Der Türke ist ein bequemer Mensch. Er isst zwar sehr gerne, jedoch möchte er sich auch in diesem Fall nicht bewegen und bestellt es nach Hause, oder zum Arbeitsplatz.

Fast-Food nach Hause zu bestellen ist, wie ich von McDonalds-Verantwortlichen weiß, in der Türkei erfunden worden. Heute kann in der Türkei fast kein Gastrobetrieb ohne Zubringerdienst bestehen (einmal zählte ich vor einem McDonalds 26 Zubringermopeds).

Die türkische Bequemlichkeit brachte es mit sich, dass auf diesem Gebiet eines der erfolgreichsten Internetprojekte entstand und dauerhaft oben blieb. Yemeksepeti.com wurde von drei Freunden um Nevzat Aydin gegründet. Es dauerte allerdings fast fünf Jahre, bis sie sagen konnten: „Wir haben es geschafft!“

Der Feinschmecker bestellt so etwas natürlich nicht nach Hause.

Heute liefert Yemeksepeti.com über 3,5 Millionen Bestellungen im Monat frei Haus. Die Erfolgsgeschichte fand ihre Krönung als das Unternehmen 2015 für 595 Millionen USD vom Berliner Unternehmen Delivery Hero aufgekauft wurde.

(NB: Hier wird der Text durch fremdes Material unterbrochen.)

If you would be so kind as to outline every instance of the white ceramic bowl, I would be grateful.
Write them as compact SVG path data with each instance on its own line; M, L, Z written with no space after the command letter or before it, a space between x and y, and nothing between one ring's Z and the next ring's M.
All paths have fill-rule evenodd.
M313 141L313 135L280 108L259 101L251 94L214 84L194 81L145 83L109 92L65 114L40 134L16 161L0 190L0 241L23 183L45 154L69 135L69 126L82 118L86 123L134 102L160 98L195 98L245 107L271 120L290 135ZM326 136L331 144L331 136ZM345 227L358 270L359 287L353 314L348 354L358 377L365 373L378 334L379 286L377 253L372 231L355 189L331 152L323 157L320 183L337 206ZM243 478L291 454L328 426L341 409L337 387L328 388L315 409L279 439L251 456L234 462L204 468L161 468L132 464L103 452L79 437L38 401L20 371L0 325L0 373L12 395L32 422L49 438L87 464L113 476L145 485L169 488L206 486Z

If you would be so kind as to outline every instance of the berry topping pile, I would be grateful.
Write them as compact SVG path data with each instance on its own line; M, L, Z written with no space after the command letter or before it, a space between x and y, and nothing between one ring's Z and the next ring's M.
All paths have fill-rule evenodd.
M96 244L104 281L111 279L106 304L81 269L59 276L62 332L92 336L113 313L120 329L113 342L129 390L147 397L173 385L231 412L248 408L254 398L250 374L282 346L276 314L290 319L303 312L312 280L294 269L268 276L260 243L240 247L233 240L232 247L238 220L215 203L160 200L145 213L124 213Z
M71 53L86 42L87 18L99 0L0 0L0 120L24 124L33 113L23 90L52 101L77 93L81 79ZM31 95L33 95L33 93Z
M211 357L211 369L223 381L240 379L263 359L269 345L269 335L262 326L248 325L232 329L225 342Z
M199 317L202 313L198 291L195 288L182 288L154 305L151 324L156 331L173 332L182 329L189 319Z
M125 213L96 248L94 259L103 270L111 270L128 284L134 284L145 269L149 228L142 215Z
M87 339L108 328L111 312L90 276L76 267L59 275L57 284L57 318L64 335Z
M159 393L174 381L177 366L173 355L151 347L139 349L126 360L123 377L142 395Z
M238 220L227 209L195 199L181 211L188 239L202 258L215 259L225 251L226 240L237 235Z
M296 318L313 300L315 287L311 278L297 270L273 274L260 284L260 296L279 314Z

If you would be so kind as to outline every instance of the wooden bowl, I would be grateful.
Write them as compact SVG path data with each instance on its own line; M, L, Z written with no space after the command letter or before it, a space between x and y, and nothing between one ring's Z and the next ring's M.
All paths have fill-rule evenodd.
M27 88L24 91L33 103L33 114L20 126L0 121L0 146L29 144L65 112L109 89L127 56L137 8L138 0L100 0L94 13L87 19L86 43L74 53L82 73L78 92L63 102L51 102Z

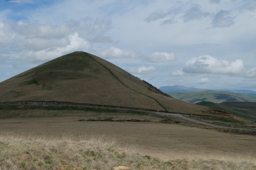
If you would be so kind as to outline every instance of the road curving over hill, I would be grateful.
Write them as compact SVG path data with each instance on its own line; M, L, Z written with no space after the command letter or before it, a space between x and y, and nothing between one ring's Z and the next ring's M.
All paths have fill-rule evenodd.
M181 115L180 114L174 114L174 113L163 113L163 112L150 112L152 113L155 113L156 114L158 114L158 115L166 115L167 116L172 116L175 117L178 117L178 118L180 118L180 119L184 119L185 120L186 120L188 121L189 121L190 122L194 122L194 123L198 123L199 124L203 124L204 125L206 125L206 126L212 126L212 127L215 127L216 128L231 128L230 127L228 127L227 126L220 126L219 125L215 125L214 124L213 124L212 123L208 123L207 122L203 122L202 121L200 121L198 120L196 120L196 119L191 119L191 118L189 118L189 117L188 117L186 116L184 116L182 115Z

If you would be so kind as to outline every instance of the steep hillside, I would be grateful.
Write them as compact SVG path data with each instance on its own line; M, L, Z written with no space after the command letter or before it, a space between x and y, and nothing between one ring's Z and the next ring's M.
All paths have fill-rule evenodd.
M153 89L113 64L80 52L0 83L0 102L54 101L182 113L200 113L206 109L165 96Z
M256 121L256 102L224 102L215 103L209 101L201 101L196 104L228 112L236 116Z
M256 98L239 93L208 90L173 94L172 96L180 100L195 103L202 101L220 103L225 101L256 102Z
M182 85L175 85L173 86L163 86L159 88L159 90L171 95L173 94L193 92L198 91L211 90L214 91L225 91L239 93L254 98L256 97L256 92L247 90L212 89L200 89L193 87L187 87Z

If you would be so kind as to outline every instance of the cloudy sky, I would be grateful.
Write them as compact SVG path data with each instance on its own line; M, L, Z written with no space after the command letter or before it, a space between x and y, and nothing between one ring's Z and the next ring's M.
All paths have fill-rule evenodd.
M256 1L0 1L0 82L75 51L158 88L256 91Z

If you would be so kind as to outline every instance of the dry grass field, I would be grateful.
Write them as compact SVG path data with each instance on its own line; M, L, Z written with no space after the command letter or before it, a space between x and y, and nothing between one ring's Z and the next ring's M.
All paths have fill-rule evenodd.
M116 116L110 116L113 118ZM150 119L148 117L141 118ZM75 138L104 136L116 139L123 147L136 148L140 154L166 161L185 157L256 161L255 136L159 123L76 121L81 118L83 117L70 116L2 119L0 120L0 133L49 139L63 135ZM151 119L153 120L152 117Z
M0 101L66 101L193 114L207 109L150 88L106 60L86 53L72 53L0 82Z

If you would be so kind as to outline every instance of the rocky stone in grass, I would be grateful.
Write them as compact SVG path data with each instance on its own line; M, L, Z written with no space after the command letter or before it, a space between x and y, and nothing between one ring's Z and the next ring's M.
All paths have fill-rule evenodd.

Der Zukauf machte Delivery Hero zum weltweit Größten der Branche. Heute liefert die Gruppe über 12 Mio. Bestellungen im Monat aus. Bei diesen Zahlen sieht man, wie groß der Stellenwert der „Frei Haus Lieferungen von Essen“ in der Türkei ist, denn die Bestellungen erfolgen in den Großstädten, was bedeutet, dass ca. 40% der Bevölkerung davon Gebrauch machen.

Dieser Tage ist yemeksepeti.com in neue Räume umgezogen. Wie toll alles geworden ist, könnt ihr auf diesem Video sehen.

Kritisch bemerkt! Bei all dieser Moderne und tollen Leistungen muss man bedenken, dass fast 95% der Mitarbeiter von Yemeksepeti zu Mindestlöhnen am Telefon, oder vor dem Monitor arbeiten. Folglich arbeiten die Mitarbeiter in angenehmer Atmosphäre, aber unter der Armutsgrenze.